Why force the creation of the edge masks here?

mkuper added inline comments.Nov 13 2016, 4:15 PM
lib/Transforms/Vectorize/LoopVectorize.cpp
482

As long as you're changing this comment - this is no longer only for "un-vectorizable" instructions.

4319

This changes now, right?

4486

Do we generally prefer this to defining the vector inside the loop, from a performance standpoint? (The latter would be clearer, I think).

4488

What happens in the "Lane == 0 && Legal->isUniformAfterVectorization(I)" case?
I'm having a bit of trouble imagining what the code ends up looking.

mssimpso added inline comments.Nov 14 2016, 12:07 PM
lib/Transforms/Vectorize/LoopVectorize.cpp
482

That's true!

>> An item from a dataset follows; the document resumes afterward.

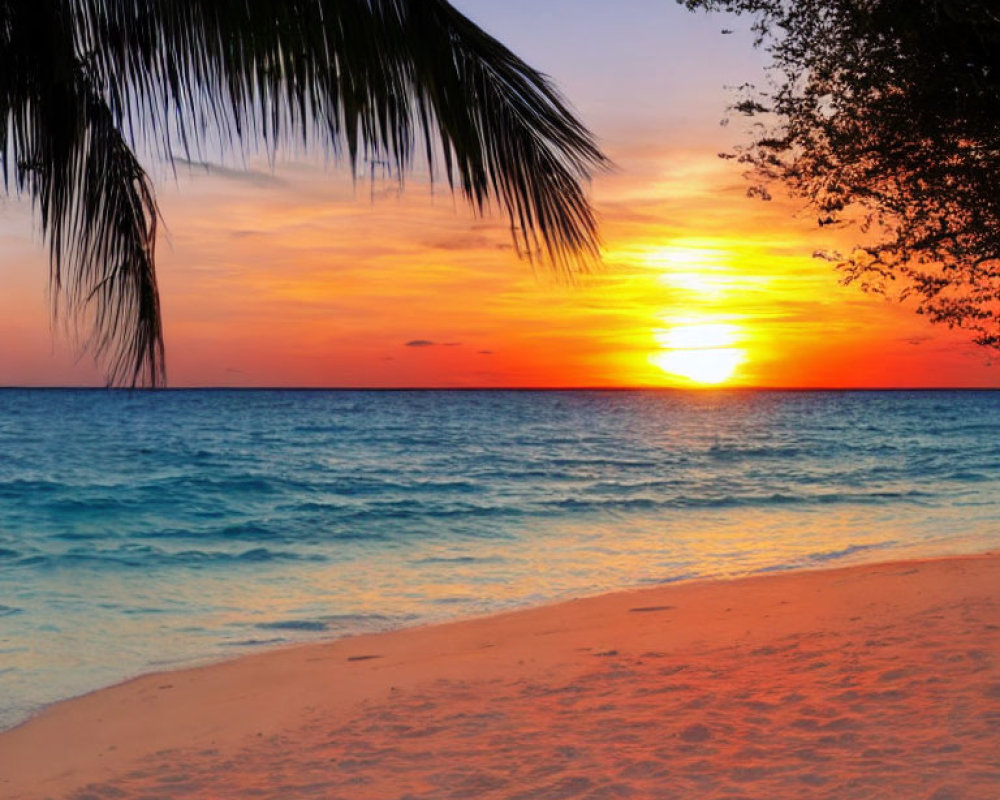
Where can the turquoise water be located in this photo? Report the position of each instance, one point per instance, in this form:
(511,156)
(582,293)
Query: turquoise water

I'll update the comment.

4319

That's right; I missed this. I'll update this comment as well.

4486

Not that I'm aware of. I'm happy to move the vector definition inside the loop.

4488

This loop is collecting in VectorLoopPredInsts the scalarized instructions we produced in scalarizeInstruction. It then predicates all the scalarized instructions for a given unroll part and vector lane. If an instruction is uniform-after-vectorization we only generate values for Lane zero during scalarization, and getScalarValue asserts if we try to get a value for a Lane > 0.

However, as I'm thinking about this, I don't think we can ever end up with an instruction that requires predication that is also marked uniform-after-vectorization. Unless I'm missing something, we should probably just remove this if condition. What do you think?

7099

We have to create the edge masks in program order because they are cached in MaskCache. PHI widening, for example, also calls createEdgeMask. During PHI widening, if a mask isn't already in the cache, we will produce it at that time. But then when we go back to perform the actual predication, we would reuse the masks we created for the PHIs. But these masks may not dominate the branches we create for the predicated blocks, so we have to produce the masks in order. The existing tests in if-pred-non-void.ll require this.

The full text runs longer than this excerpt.